In a Continuing Power of Attorney For Personal Care, you can appoint someone to make decisions dealing with YOU, but only in the event that you are not capable of making them for yourself. 


If I Have a Will, Do I Need a Power of Attorney?

Yes!  A Will is of no legal effect until you die, so merely having a Will does not do away with the need for a Power of Attorney. A Power of Attorney is the source for legal authority over your assets and affairs while you are alive.

In addition, just because you are married, your spouse does not have legal authority to make decisions in your place, or sign your name to legal documents. 


Isn’t My Attorney My Lawyer?

Not necessarily. In the U.S., the terms “attorney” and “lawyer” are used almost interchangeably.  Not  so in Canada. The Canadian legal system is based on the English model, not the American. Here, a lawyer may also be referred to as a barrister or a solicitor, but not as an attorney.
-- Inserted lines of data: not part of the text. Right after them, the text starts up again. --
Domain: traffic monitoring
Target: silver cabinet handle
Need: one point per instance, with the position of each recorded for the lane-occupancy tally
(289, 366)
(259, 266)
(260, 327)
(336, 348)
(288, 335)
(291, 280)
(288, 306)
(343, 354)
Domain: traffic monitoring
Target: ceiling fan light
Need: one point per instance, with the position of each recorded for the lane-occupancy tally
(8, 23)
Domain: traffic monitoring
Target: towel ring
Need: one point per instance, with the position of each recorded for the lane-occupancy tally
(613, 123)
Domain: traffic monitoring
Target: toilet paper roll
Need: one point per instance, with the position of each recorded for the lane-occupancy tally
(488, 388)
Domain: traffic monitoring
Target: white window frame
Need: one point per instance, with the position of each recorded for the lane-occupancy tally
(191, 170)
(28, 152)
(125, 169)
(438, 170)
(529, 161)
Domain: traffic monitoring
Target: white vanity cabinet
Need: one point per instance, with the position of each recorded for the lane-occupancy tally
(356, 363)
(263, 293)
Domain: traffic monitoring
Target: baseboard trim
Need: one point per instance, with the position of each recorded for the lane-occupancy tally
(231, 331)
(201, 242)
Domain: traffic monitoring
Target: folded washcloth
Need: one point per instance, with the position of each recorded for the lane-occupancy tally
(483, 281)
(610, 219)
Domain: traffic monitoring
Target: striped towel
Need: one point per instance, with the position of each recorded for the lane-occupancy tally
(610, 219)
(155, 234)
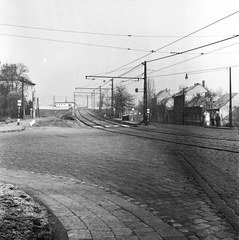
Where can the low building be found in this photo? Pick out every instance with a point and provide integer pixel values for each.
(64, 105)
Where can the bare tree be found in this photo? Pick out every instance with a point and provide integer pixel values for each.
(11, 78)
(122, 99)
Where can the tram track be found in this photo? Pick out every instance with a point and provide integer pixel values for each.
(204, 142)
(212, 145)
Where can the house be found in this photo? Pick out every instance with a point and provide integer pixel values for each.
(188, 105)
(64, 105)
(162, 102)
(222, 104)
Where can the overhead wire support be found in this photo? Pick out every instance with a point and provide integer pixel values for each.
(193, 49)
(95, 76)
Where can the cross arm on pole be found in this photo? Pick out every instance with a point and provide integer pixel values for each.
(92, 76)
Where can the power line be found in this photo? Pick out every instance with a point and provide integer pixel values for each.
(196, 71)
(96, 33)
(71, 42)
(209, 25)
(192, 49)
(202, 54)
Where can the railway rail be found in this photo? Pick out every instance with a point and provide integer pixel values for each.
(223, 193)
(203, 140)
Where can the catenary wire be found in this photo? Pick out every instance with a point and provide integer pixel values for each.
(200, 29)
(96, 33)
(77, 43)
(193, 58)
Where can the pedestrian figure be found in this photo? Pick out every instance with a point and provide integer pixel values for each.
(217, 120)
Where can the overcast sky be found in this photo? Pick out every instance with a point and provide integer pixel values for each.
(62, 41)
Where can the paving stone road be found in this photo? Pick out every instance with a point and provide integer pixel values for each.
(188, 188)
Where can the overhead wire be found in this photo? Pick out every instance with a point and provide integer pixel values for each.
(72, 42)
(196, 71)
(200, 29)
(192, 49)
(193, 58)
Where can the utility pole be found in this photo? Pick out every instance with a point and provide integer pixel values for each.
(94, 98)
(23, 110)
(145, 94)
(112, 98)
(100, 100)
(183, 106)
(230, 98)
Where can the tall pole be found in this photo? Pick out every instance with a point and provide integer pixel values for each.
(100, 99)
(74, 103)
(230, 98)
(23, 110)
(94, 98)
(145, 93)
(112, 97)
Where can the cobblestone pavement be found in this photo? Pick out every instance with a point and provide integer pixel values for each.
(188, 188)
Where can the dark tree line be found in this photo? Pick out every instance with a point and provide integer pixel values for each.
(14, 82)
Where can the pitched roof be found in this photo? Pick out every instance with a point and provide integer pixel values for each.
(224, 99)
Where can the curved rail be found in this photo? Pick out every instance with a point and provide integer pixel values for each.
(204, 142)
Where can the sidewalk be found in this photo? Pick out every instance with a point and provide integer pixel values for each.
(89, 211)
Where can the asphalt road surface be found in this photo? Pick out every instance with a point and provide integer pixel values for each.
(194, 189)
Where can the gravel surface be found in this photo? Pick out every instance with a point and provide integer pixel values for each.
(21, 217)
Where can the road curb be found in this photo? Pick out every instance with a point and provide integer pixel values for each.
(88, 211)
(221, 205)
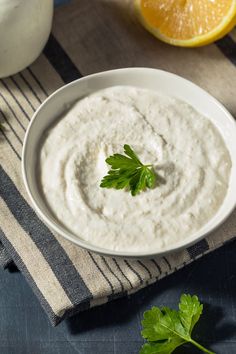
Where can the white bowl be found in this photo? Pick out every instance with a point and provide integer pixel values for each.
(160, 81)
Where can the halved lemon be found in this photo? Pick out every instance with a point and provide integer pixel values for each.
(187, 23)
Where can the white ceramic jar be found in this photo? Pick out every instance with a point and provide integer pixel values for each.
(24, 29)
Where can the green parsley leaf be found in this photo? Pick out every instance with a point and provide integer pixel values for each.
(166, 329)
(128, 172)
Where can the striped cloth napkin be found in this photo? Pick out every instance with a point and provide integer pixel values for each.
(65, 278)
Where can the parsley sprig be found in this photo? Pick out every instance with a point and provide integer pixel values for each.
(166, 329)
(128, 172)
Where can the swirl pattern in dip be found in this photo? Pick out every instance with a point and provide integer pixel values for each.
(187, 152)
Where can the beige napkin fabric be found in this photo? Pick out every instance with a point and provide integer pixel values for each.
(88, 37)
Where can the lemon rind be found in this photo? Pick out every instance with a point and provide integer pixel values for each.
(222, 29)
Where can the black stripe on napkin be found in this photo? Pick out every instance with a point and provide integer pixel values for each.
(228, 48)
(9, 143)
(30, 87)
(14, 114)
(37, 81)
(22, 92)
(61, 61)
(11, 127)
(16, 100)
(60, 263)
(157, 265)
(20, 264)
(198, 249)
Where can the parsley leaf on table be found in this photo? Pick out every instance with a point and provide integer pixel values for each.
(128, 172)
(166, 329)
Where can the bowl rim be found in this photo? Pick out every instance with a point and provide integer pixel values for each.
(62, 231)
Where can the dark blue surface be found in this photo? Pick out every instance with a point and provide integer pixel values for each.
(115, 328)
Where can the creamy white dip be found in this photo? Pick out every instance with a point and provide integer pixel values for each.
(186, 149)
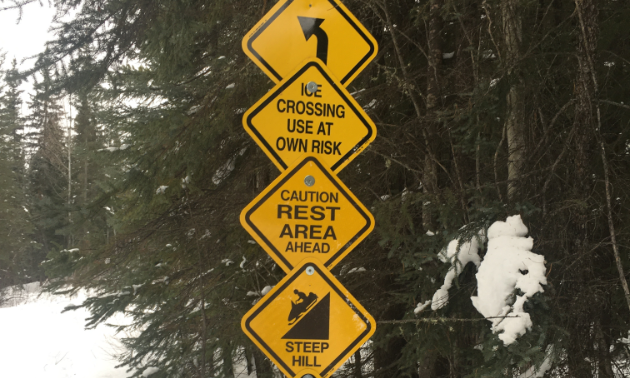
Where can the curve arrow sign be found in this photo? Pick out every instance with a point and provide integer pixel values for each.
(312, 26)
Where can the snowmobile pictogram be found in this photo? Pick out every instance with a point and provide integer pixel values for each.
(299, 307)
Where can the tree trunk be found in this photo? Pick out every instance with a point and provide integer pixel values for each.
(263, 366)
(429, 176)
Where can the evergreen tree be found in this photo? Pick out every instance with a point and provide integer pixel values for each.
(48, 171)
(484, 109)
(16, 266)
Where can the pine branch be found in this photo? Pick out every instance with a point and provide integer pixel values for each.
(442, 320)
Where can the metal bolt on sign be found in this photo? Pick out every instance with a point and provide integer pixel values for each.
(311, 87)
(309, 180)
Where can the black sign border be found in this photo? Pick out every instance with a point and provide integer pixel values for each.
(267, 301)
(284, 6)
(279, 89)
(279, 185)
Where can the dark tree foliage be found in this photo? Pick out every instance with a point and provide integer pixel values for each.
(484, 109)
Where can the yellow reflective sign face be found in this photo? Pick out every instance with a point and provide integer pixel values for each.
(290, 121)
(307, 212)
(296, 30)
(309, 323)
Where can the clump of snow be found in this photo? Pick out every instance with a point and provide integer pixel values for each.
(509, 264)
(458, 253)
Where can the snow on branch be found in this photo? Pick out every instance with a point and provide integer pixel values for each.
(458, 253)
(509, 265)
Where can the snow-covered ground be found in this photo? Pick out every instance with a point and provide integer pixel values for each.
(38, 341)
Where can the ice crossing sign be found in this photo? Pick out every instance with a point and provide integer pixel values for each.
(291, 120)
(307, 212)
(296, 30)
(309, 323)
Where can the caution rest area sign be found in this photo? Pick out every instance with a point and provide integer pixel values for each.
(296, 30)
(307, 212)
(309, 323)
(290, 121)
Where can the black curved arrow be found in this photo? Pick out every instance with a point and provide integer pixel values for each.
(312, 26)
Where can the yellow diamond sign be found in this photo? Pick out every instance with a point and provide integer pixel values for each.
(309, 323)
(326, 122)
(307, 212)
(296, 30)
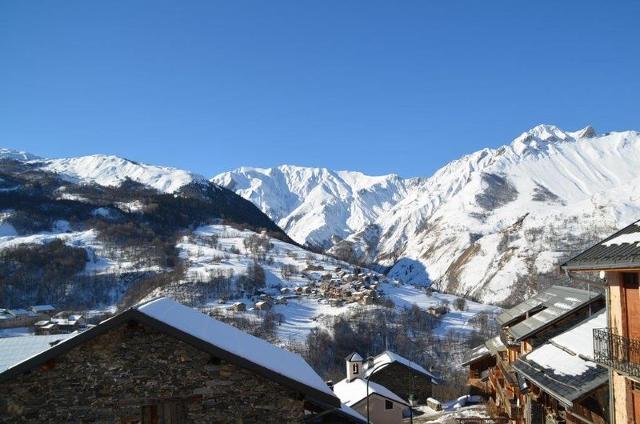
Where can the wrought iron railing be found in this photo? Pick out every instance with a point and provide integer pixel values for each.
(618, 352)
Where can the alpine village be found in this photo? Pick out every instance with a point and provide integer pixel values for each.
(569, 353)
(319, 212)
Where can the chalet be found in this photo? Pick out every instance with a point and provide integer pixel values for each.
(263, 305)
(562, 381)
(615, 261)
(404, 377)
(438, 311)
(14, 350)
(479, 360)
(11, 318)
(43, 310)
(523, 328)
(211, 372)
(239, 307)
(372, 400)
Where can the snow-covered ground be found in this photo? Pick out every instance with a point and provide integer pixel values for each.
(16, 332)
(99, 261)
(480, 224)
(229, 256)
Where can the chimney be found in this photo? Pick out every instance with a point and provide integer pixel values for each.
(354, 366)
(370, 360)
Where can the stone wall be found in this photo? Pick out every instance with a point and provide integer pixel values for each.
(403, 382)
(133, 371)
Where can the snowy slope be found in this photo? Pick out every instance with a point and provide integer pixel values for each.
(228, 256)
(112, 171)
(482, 224)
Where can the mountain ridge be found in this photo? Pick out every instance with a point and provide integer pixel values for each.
(472, 214)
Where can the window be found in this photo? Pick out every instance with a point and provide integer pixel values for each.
(630, 279)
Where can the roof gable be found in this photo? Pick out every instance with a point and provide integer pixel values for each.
(564, 367)
(352, 392)
(206, 334)
(559, 303)
(619, 250)
(387, 357)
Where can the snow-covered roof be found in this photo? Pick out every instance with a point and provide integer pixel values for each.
(353, 357)
(351, 413)
(558, 303)
(14, 350)
(564, 366)
(495, 345)
(208, 334)
(619, 250)
(388, 357)
(42, 308)
(19, 312)
(352, 392)
(472, 355)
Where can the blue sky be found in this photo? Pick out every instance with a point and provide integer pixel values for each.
(376, 86)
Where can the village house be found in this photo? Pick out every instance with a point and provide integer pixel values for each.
(211, 372)
(372, 400)
(479, 360)
(523, 328)
(562, 381)
(407, 379)
(616, 262)
(12, 318)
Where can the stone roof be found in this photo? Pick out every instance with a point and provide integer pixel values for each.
(620, 250)
(388, 357)
(14, 350)
(206, 334)
(475, 354)
(563, 367)
(558, 303)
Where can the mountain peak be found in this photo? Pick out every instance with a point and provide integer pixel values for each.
(16, 155)
(541, 136)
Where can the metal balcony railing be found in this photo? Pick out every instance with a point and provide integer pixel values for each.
(618, 352)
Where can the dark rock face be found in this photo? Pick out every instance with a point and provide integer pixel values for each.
(134, 372)
(543, 194)
(403, 381)
(498, 192)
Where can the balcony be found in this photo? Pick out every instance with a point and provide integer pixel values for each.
(617, 352)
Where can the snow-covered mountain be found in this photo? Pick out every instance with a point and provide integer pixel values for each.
(482, 225)
(112, 171)
(316, 205)
(107, 170)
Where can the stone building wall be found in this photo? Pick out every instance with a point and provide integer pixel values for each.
(133, 371)
(402, 381)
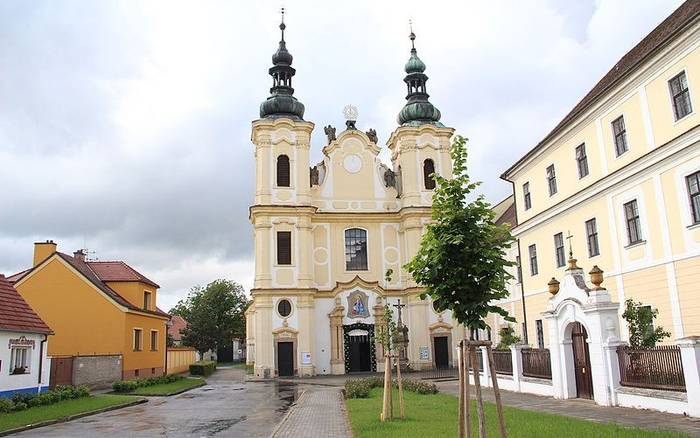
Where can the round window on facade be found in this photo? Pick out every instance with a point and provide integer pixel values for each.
(284, 308)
While you may have your lawyer as your named Attorney in a Power of Attorney, more often, people will name a family member or a close friend. Whoever you appoint, it must be someone that you trust not to abuse the authority over your assets and affairs. 


What About a Living Will?

The concept of a Living Will has been around for some time. It is a written expression of your  wishes for your future personal care (as  distinct from your assets and affairs), should you be incapable of making decisions. 

Prior to the aforementioned changes in April, 1995, such documents were not legally binding in Ontario. The provisions of the Act allow people to prepare a legally enforceable document, called a Personal Care Power of Attorney.

In it you can appoint someone you trust to oversee your personal care if you are no longer capable of expressing your own wishes. In addition, you can specify the type of care you wish to have.  For example, if you are opposed to “heroic measures” or the use of machines to keep you alive, you can set this out for your caregivers and doctors to follow. 


Is My Old Property Power of Attorney Still Valid?

Ontario has had Power of Attorney legislation for many years.  Many people have such a document designating a person or persons to look after assets and affairs should they be alive, but unable, whether by choice or circumstance to manage their own affairs.

To be valid, these Powers of Attorney must have been executed prior to October 3, 1995, contain an express statement that they may be used during any subsequent legal incapacity, and have been signed in accordance with the provisions of Ontario’s Powers of Attorney Act (1990).

Have your lawyer look at it for you.  Better to be safe than sorry ! 


What Happens If I Don’t Have a Power of Attorney?

 If you do not have a Continuing Power of Attorney for Property, either the Government will step in to “manage” your affairs for you via their Public Guardian and Trustee’s office, or a family member or friend may apply to the court, in certain circumstances, to be appointed to assume this responsibility.

Having the Government “manage” your affairs is enough to give most people sleepless nights, and the court application can be both costly, and time-consuming. 


What Should I Do?

If you do not have a Power of Attorney, you should get one.

It is strongly recommend that you consult with a lawyer. While the Government and certain stationers and others are offering “do-it yourself” kits, you run the risk of finding out after someone is in a coma, has Alzheimer’s, or some other legal or mental incapacity, that their Power of Attorney was not prepared correctly, and is invalid.

Most lawyers charge a very reasonable fee for a Power of Attorney, and it’s a small price to pay for peace of mind !

While you are consulting with a lawyer, I also recommend that you have your Will reviewed. If you do not yet have a Will, you should get one as part of thorough estate planning.

Proper preparation makes things so much easier on loved ones in the event you are incapacitated, or when you die!